School-age kids should have many opportunities to participate in a variety of activities, sports, and games that fit for their personality, ability, age, and interests. Brainstorm with your kids on activities that feel right. Most kids won’t mind a daily dose of fitness as long as it’s fun.
The National Association for Sports and Physical Education recommends that school-age kids:
get 1 hour or more of moderate and vigorous physical activity on most or all days
also participate in several bouts of physical activity of 15 minutes or more each day
avoid periods of inactivity of 2 hours or more
Fitness at Home
Many parents and kids think of organized sports when they think of fitness. Though there are many advantages to signing a child up for the softball team, practice and games once or twice a week will not be enough to reach activity goals. In addition, parents can no longer rely on physical education in the schools to provide enough physical activity for kids.
Here are some ways to keep your kids moving at home:
Incorporate physical activity into the daily routine. From household chores to an after-dinner walk, keep your family active every day.
Allow enough time for free play. Kids can burn more calories and have more fun when left to their own devices. Playing tag, riding bikes around the neighborhood, and building snowmen are fun and healthy.
Keep a variety of games and sports equipment on hand. It doesn’t have to be expensive — an assortment of balls, hula-hoops, and jump ropes can keep kids busy for hours.
Be active together. It’ll get you moving and kids love to play with their parents.

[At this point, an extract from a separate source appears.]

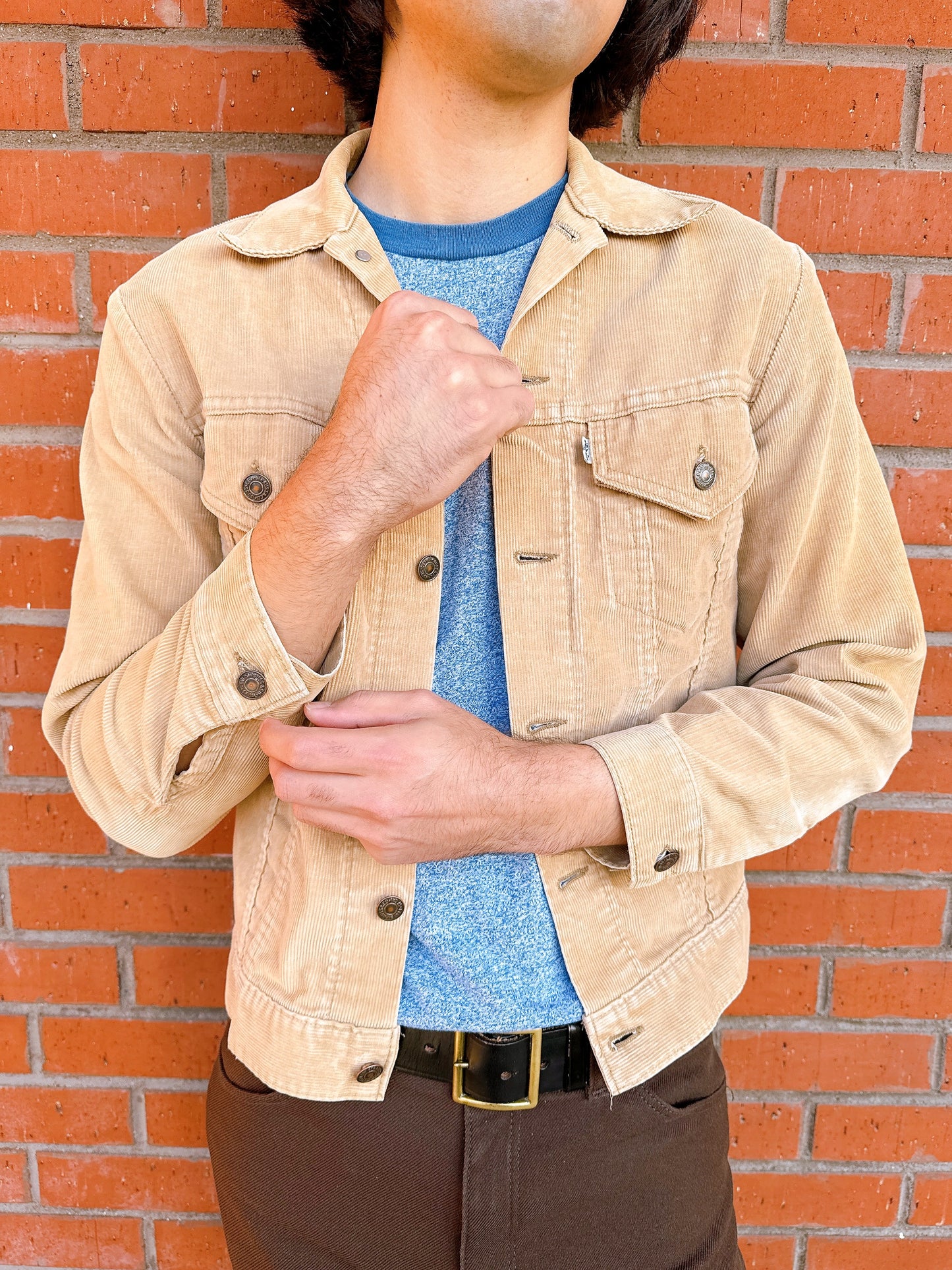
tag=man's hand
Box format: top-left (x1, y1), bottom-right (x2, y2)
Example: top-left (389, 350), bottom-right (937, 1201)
top-left (251, 291), bottom-right (534, 666)
top-left (260, 691), bottom-right (625, 863)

Limit time spent in sedentary activities, such as watching TV, going online, and playing video games.
When you have exhausted the possibilities at home, take advantage of local playgrounds and athletic fields. Make family fitness outings part of your regular routine. Let family members choose an activity — go hiking, ice skating, or try out the rock-climbing gym. Anything goes, as long as everyone can participate.
You can help show your kids that exercise is important by regularly exercising yourself.
Fitness for Kids
Through physical activities, kids can learn about setting goals, meeting challenges, sportsmanship, teamwork, and the value of practice.
Keep in mind your child’s age and developmental level, natural abilities, and interests. Between the ages of 6 and 8, kids are sharpening basic physical skills like jumping, throwing, kicking, and catching. Some kids enjoy doing this in organized sports teams, but non-competitive leagues are best for younger kids. Show your support by coaching your child’s team or cheering from the stands on game days.
Kids who are 9 to 12 years old are refining, improving, and coordinating skills. Some become even more committed to a sport while others drop out as competition heats up and level of play improves..
It’s OK if a child isn’t interested in traditional sports, but it’s important to find alternative ways to be active. Encourage a child who doesn’t like soccer, basketball, or other team sports to explore other active options, like karate, fencing, golf, bicycling, skateboarding, and tennis.